Ещё более взгрустнётся провинциалу, как он войдёт в один из этих домов, с письмом издалека. Он думает, вот отворятся ему широкие объятия, не будут знать, как принять его, где посадить, как угостить; станут искусно выведывать, какое его любимое блюдо, как ему станет совестно от этих ласк, как он, под конец, бросит все церемонии, расцелует хозяина и хозяйку, станет говорить им ты, как будто двадцать лет знакомы, все подопьют наливочки, может быть, запоют хором песню…
Куда! на него едва глядят, морщатся, извиняются занятиями; если есть дело, так назначают такой час, когда не обедают и не ужинают, а адмиральского часу вовсе не знают – ни водки, ни закуски. Хозяин пятится от объятий, смотрит на гостя как-то странно. В соседней комнате звенят ложками, стаканами: тут-то бы и пригласить, а его искусными намёками стараются выпроводить… Всё назаперти, везде колокольчики: не мизерно ли это? да какие-то холодные, нелюдимые лица. А там, у нас, входи смело; если отобедали, так опять для гостя станут обедать; самовар утром и вечером не сходит со стола, а колокольчиков и в магазинах нет. Обнимаются, целуются все, и встречный и поперечный. Сосед там – так настоящий сосед, живут рука в руку, душа в душу; родственник – так родственник: умрёт за своего… эх, грустно!
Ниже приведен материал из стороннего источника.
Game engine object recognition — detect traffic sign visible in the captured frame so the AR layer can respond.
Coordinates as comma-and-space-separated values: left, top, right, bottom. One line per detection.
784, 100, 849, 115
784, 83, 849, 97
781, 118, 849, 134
Александр добрался до Адмиралтейской площади и остолбенел. Он с час простоял перед Медным Всадником, но не с горьким упрёком в душе, как бедный Евгений[4], а с восторженной думой. Взглянул на Неву, окружающие её здания – и глаза его засверкали. Он вдруг застыдился своего пристрастия к тряским мостам, палисадникам, разрушенным заборам. Ему стало весело и легко. И суматоха, и толпа – всё в глазах его получило другое значение. Замелькали опять надежды, подавленные на время грустным впечатлением; новая жизнь отверзала ему объятия и манила к чему-то неизвестному. Сердце его сильно билось. Он мечтал о благородном труде, о высоких стремлениях и преважно выступал по Невскому проспекту, считая себя гражданином нового мира… В этих мечтах воротился он домой.